Hi!
Ist es tatsächlich möglich mit Aktionen,
die im günstigsten Fall demotivieren, im
ungünstigen Fall Trotzreaktionen fast schon
erzwingen, die Arbeitsmoral zu steigern?
Das Problem beginnt bereits bei dem Begriff „Motivierung“. Motivierung bedeutet, jemand versucht, einen anderen Menschen zu etwas zu bewegen, was dieser gar nicht will.
Motivieren meint immer die fünf großen „B“: Belohnen, Belobigen, Bestechen, Bedrohen, Bestrafen. Mit genau diesen Begriffen arbeiten sowohl Politiker als auch Wirtschaftsführer - und wundern sich immer wieder, warum das nicht funktioniert.
Motivation - nicht Motivierung! - ist etwas grundlegend anderes.

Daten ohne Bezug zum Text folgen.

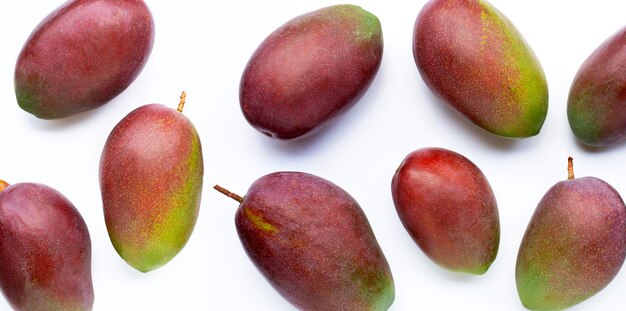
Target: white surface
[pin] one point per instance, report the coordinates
(202, 47)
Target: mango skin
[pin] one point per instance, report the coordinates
(82, 55)
(575, 244)
(311, 70)
(596, 107)
(473, 58)
(151, 173)
(448, 207)
(45, 250)
(313, 243)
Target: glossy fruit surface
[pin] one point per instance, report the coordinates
(82, 55)
(151, 173)
(448, 207)
(596, 108)
(472, 57)
(575, 244)
(45, 250)
(311, 70)
(313, 243)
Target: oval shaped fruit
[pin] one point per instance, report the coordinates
(596, 107)
(151, 173)
(575, 244)
(472, 57)
(313, 243)
(448, 207)
(311, 70)
(45, 250)
(82, 55)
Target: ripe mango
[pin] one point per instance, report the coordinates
(151, 173)
(596, 107)
(574, 246)
(448, 207)
(313, 243)
(472, 57)
(45, 250)
(82, 55)
(311, 70)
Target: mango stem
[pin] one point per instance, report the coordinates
(229, 194)
(181, 104)
(570, 168)
(3, 185)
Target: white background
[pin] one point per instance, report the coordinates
(202, 47)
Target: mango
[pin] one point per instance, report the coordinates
(312, 242)
(45, 250)
(448, 207)
(474, 59)
(151, 172)
(311, 70)
(82, 55)
(574, 246)
(596, 107)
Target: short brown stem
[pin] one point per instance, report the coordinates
(570, 168)
(3, 185)
(229, 194)
(181, 104)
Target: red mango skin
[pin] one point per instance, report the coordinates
(151, 173)
(575, 244)
(45, 250)
(473, 58)
(596, 107)
(313, 243)
(448, 207)
(311, 70)
(82, 55)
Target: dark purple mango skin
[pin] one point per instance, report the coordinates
(311, 70)
(575, 244)
(45, 250)
(448, 207)
(82, 55)
(313, 243)
(596, 107)
(473, 58)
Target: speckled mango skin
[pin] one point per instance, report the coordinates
(311, 70)
(151, 173)
(448, 207)
(313, 243)
(596, 107)
(82, 55)
(574, 245)
(45, 250)
(473, 58)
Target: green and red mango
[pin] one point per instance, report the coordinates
(82, 55)
(575, 244)
(312, 242)
(45, 250)
(472, 57)
(311, 70)
(151, 173)
(448, 207)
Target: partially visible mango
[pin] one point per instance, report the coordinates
(472, 57)
(596, 108)
(82, 55)
(311, 70)
(45, 250)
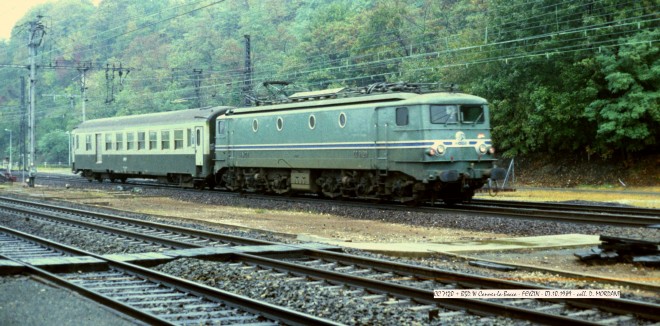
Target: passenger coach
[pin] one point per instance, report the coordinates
(173, 147)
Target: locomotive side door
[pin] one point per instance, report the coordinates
(382, 125)
(99, 153)
(199, 146)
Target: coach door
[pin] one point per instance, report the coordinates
(199, 146)
(99, 146)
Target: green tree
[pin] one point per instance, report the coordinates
(53, 147)
(627, 111)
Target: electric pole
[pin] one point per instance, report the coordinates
(83, 88)
(37, 32)
(198, 84)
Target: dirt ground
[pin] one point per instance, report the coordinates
(296, 224)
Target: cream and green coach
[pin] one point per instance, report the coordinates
(173, 147)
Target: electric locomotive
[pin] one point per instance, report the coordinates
(388, 141)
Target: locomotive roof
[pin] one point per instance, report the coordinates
(153, 119)
(374, 100)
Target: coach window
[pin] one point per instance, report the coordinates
(342, 120)
(153, 140)
(130, 141)
(178, 139)
(312, 122)
(108, 142)
(280, 124)
(119, 141)
(165, 139)
(402, 116)
(141, 140)
(221, 129)
(88, 142)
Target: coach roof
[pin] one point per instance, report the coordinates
(151, 120)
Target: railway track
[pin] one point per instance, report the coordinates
(592, 214)
(382, 280)
(151, 297)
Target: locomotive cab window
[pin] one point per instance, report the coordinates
(130, 141)
(402, 116)
(178, 139)
(472, 114)
(444, 114)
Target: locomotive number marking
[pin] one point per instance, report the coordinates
(360, 154)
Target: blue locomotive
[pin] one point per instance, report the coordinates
(387, 141)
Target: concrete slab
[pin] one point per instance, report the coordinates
(428, 248)
(67, 264)
(144, 259)
(8, 267)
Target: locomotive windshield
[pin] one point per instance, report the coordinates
(445, 114)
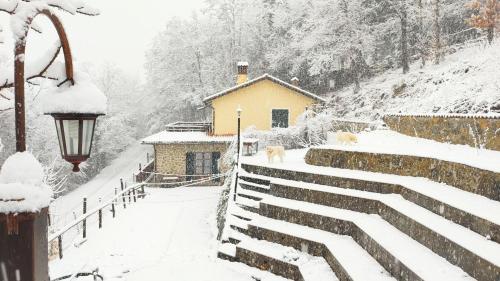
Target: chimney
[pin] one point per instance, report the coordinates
(242, 72)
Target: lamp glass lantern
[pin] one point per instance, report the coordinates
(75, 132)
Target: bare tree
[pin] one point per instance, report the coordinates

Währung Motivierung nach dem „Wie“ fragt („Wie bekomme ich als Manager die maximale Arbeitsleistung von meinen Mitarbeitern?“ - „Wie kann ich bei meinen Leuten die innere Kündigung verhindern?“), beruht Motivation auf der Frage nach dem „Warum“ („Warum macht jemand etwas ehremamtlich ohne Entlohung?“).
Um die Bereitschaft zur Mehrarbeit und zur höheren Leistung zu fördern, ist es unsinnig, Belohnungs- oder Bestrafungssysteme einzuführen. Wir arbeiten zu wenig pro Jahr, also streichen wir Feiertage oder Urlaubstage. Oder erhöhen die Wochenarbeitszeiten. Die Ausgaben sind höher als die Einnahmen, also senken wir die Löhne oder erhöhen die Abgaben. Oder drohen zumindest damit. Bestrafungsprinzip. Und die Herren Lenker in Politik und Wirtschaft wundern sich, dass die Leute sauer sind.
Die Alternative?
Überzeugungsarbeit!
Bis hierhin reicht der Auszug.